Второй сценарий исходит из иных ориентацией, настаивая на том, что этнос и нация обладают разной генеалогией, — предполагается, что они выросли из разных зерен. И поэтому аналитика национальной идентичности и аналитика этнической идентичности просто не имеют права быть тождественными, — за ними стоят различающиеся конститутивные принципы, различающиеся институции. Под институциями я понимаю не только собственно социальные институты, но и дискурсивные, символические, семиотические и т.п. институции, телесные практики и так далее. Иными словами, термин «институция» связан с актами и процессами учреждения, с теми эффектами, которые отсылают к устройствам, структурным организациям, установлениям. Это — смыслы, синтетически выраженные в латинском слове institutum (от instituo [ in + statuo — ставлю, выстраиваю, строю, воздвигаю, устанавливаю]). Институирование, институциональные акты, или учреждения, создают интенсивные и в то же время индивидуальные точки, выделенности в различных феноменальных рядах, определяя фигуративность события и устанавливая границы, межи феномена. Институции в аналитическом опыте обслуживают устройства идентификации, устанавливая, учреждая очевидности как далее нередуцируемые предельности аналитики феноменальности. С другой стороны, они обеспечивают регулярное воспроизводство, повтор очевидностей. Повтор является операцией полагания и удержания «того же самого» в сериях, которые сопровождаются запуском устройств подтверждения аутентичности этого «того же самого» и институируют смыслы, которое предшествует любым актам конституирования и синтеза. В качестве примера можно привести институции, наличествующие в русском языке: шесть падежей. Если мы не будем пользоваться шестью падежами, мы не будем говорить по-русски. В этом смысле я и буду говорить о конституировании и институционализации нации и этноса.

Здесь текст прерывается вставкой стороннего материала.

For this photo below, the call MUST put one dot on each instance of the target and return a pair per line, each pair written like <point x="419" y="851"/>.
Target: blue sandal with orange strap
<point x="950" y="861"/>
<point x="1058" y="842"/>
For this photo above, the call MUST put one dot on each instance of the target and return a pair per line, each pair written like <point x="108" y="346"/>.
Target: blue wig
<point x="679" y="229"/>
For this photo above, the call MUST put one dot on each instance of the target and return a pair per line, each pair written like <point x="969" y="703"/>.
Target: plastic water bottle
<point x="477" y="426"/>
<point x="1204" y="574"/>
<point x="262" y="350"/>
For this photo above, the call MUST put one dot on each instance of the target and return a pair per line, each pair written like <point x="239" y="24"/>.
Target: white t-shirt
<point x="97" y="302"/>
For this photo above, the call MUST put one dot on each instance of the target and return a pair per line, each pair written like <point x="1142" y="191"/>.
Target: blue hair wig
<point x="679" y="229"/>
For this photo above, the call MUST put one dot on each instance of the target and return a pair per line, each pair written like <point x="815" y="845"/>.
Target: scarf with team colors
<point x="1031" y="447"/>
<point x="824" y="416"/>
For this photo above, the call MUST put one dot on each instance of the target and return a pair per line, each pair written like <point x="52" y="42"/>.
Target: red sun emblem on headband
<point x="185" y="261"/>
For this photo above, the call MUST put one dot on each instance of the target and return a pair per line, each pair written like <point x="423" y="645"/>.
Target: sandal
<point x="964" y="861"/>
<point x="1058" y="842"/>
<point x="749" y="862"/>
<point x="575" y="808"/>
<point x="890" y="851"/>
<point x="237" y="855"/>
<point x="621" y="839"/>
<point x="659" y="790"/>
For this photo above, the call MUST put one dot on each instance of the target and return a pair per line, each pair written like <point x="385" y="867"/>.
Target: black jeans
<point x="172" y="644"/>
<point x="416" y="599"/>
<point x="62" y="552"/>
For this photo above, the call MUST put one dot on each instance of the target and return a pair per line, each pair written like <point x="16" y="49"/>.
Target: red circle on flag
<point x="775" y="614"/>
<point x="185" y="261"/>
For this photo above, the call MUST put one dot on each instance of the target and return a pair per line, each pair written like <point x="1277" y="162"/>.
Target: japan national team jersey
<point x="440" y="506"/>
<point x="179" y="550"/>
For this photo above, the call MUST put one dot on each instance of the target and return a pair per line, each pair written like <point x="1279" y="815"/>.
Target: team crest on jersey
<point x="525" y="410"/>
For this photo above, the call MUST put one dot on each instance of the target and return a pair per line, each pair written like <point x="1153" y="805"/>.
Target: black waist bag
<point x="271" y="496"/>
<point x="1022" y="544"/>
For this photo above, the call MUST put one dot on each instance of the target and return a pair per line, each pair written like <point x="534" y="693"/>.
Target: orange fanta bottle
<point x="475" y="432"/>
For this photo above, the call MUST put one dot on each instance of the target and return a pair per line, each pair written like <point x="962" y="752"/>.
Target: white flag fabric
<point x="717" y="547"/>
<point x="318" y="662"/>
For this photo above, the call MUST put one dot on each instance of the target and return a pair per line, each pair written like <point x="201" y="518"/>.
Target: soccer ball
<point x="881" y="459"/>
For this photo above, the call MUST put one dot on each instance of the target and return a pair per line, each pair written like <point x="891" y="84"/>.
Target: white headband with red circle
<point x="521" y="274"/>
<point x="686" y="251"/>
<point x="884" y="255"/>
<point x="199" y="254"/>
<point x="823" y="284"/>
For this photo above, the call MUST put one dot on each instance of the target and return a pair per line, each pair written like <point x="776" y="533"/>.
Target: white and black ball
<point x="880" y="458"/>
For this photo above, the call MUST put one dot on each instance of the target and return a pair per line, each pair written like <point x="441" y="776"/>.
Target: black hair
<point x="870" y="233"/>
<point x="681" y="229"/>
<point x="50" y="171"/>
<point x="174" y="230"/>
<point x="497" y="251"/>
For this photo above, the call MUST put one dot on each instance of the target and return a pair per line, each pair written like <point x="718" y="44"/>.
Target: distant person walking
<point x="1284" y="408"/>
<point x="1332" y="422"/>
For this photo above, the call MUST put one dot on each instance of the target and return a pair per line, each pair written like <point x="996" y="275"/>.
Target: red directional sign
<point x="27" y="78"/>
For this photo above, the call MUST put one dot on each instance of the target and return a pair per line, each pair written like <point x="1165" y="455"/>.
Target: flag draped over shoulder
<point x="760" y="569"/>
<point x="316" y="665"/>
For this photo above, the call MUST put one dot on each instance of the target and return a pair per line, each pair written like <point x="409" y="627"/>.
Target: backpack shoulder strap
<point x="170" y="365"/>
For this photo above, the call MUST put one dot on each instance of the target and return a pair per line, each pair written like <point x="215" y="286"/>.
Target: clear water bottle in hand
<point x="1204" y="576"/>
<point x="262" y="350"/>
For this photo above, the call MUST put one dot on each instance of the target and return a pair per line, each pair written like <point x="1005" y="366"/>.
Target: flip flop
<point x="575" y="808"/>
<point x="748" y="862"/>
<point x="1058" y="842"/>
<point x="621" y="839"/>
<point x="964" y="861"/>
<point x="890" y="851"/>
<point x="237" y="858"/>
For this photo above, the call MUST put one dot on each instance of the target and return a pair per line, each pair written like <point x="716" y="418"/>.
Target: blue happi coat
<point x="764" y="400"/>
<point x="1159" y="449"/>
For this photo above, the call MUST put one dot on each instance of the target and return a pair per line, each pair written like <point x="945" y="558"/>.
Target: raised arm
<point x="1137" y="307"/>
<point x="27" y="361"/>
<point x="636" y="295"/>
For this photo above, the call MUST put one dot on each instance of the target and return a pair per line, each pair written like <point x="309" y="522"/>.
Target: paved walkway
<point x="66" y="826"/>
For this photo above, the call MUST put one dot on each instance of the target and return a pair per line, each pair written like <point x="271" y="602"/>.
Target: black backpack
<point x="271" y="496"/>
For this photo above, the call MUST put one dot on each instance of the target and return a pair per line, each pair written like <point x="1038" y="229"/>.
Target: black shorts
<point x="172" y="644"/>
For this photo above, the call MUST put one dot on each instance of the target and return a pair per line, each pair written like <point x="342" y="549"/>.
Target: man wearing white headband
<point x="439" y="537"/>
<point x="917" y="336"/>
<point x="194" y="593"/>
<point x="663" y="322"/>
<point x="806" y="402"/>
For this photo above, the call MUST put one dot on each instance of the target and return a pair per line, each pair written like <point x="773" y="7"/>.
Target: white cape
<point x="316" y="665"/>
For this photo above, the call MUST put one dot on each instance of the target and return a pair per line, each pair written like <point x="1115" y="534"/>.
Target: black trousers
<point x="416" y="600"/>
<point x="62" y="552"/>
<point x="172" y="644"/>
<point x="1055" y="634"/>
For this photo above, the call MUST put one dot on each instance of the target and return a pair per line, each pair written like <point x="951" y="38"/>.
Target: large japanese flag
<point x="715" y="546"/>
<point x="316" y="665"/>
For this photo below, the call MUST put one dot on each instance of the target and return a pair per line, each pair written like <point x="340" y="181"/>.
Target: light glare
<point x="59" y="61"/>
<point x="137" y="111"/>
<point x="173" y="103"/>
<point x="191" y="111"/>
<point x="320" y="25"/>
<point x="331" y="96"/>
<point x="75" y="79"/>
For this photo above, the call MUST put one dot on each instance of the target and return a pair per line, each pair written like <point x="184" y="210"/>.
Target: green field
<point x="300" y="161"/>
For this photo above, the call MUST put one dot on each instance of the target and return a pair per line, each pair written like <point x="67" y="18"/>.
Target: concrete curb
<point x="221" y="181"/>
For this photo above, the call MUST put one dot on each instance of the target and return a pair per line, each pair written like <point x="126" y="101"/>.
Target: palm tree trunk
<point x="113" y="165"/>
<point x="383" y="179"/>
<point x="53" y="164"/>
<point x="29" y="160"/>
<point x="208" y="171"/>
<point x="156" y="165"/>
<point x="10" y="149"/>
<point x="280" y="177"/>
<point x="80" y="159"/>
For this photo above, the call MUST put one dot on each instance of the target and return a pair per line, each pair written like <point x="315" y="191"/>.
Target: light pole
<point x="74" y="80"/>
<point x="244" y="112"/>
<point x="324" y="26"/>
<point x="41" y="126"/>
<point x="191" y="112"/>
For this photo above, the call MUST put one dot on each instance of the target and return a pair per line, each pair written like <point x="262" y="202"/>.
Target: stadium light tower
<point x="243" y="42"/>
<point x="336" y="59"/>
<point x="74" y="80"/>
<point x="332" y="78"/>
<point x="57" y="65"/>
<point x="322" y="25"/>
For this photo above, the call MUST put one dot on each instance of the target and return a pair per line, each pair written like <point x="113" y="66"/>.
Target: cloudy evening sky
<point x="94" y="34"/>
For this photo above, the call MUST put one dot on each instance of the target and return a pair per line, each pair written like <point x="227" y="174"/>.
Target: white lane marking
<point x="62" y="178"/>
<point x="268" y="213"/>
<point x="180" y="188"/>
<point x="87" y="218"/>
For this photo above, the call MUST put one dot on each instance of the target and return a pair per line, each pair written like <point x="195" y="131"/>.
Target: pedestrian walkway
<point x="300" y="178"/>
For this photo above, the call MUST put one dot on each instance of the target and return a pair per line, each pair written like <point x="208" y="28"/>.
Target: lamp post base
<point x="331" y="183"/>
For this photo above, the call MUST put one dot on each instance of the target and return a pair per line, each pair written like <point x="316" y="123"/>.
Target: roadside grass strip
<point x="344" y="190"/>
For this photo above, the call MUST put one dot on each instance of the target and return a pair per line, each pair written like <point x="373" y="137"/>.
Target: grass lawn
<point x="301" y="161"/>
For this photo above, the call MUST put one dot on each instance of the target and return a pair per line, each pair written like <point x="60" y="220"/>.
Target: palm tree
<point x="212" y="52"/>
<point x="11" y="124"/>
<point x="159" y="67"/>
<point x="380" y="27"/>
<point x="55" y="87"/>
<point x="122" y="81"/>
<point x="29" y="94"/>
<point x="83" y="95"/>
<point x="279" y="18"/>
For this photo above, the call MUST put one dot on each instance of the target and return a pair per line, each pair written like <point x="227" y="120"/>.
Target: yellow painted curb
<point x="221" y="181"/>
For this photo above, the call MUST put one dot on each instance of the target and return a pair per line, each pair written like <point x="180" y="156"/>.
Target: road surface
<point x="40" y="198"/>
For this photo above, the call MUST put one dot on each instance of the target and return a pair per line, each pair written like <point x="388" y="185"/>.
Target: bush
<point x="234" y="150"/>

Я начну с нации, потому что этот термин давно уже повседневность нашей жизни, а не только аналитической практики. В интерпретации нации существует две традиции, про первую я уже говорил, а вторая исходит из того, что нация вырастает или из гражданского состояния общества, или же самым жестким образом сцепляется с этническим. Первоначально нация всегда рождается исключительно на гражданской основе. Если взять и США, и Францию, все, что было до 20-30х гг. XIX века — это функционирование чисто гражданской составной.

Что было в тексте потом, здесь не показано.